German industrial conglomerate Siemens on Thursday reported a better-than-expected third-quarter profit, as the company proved broadly resilient to the impact of the coronavirus pandemic.
Net profit for the three months to June reached 539 million euros ($639 million), around half of the 1.1 billion euros in the same period of the previous year, but soundly beating expectations of 273 million euros predicted by analysts surveyed by FactSet.
Revenue came in at 13.5 billion euros, 5 percent lower than the same quarter a year ago, according to the group.
Looking ahead, the conglomerate acknowledged that the economic impact of the pandemic will make itself felt in its fourth quarter results, but said it continued to "expect a moderate decline in comparable revenue in fiscal year 2020".
"Despite the severe global crisis, we delivered strong operating performance and rigorously drove our realignment forward," Siemens chief executive Joe Kaeser said.
The Munich-based company said earnings at its digital industries segment were boosted by a strong performance in its software business and a positive 211 million euro effect from the revaluation of the stake in US software development firm Bentley Systems. This "more than offset declines at other industrial businesses," Siemens said.
The DAX member said "major supply constraints [were] successfully avoided" in the period.
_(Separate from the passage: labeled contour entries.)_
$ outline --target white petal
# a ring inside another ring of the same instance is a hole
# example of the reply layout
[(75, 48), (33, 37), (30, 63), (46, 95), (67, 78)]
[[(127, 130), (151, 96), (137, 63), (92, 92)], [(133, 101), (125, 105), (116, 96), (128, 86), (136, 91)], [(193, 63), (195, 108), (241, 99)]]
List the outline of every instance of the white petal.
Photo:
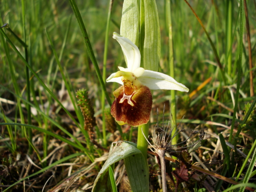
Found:
[(185, 85), (177, 82), (173, 78), (155, 71), (145, 70), (138, 80), (151, 89), (177, 90), (185, 92), (189, 91)]
[(121, 85), (123, 85), (123, 81), (122, 81), (122, 77), (114, 77), (115, 76), (116, 73), (114, 73), (110, 75), (109, 77), (107, 79), (107, 82), (116, 82), (120, 83)]
[(129, 71), (129, 69), (128, 69), (127, 68), (124, 68), (122, 66), (118, 66), (118, 67), (120, 71), (125, 71), (126, 72), (130, 72), (130, 71)]
[(121, 36), (115, 32), (113, 33), (113, 38), (116, 39), (121, 45), (126, 58), (129, 71), (133, 72), (139, 68), (141, 63), (141, 53), (137, 46), (128, 38)]
[(133, 72), (133, 74), (135, 75), (136, 77), (138, 78), (142, 75), (145, 69), (144, 69), (143, 68), (139, 67), (134, 70), (134, 71)]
However, Siemens took a heavy charge of 451 million euros on its discontinued operations, due to losses at its Siemens Gamesa renewable-energy subsidiary, including project delays and cost increases, the company said.
Orders rose in its mobility unit, notably from a 1.1 billion euro order for high-speed trains in Germany.
Siemens said it will push on with its plan to spinoff Siemens Energy, its conventional energy division which includes oil-and-gas operations, power division and gas turbines.
The conglomerate is slimming down via successive spinoffs and flotations of units, which so far includes Gamesa and medical company Healthineers.
Shares at 0720 GMT were up 4.3 percent, leading Germany's benchmark DAX index, which stood 0.5 percent higher.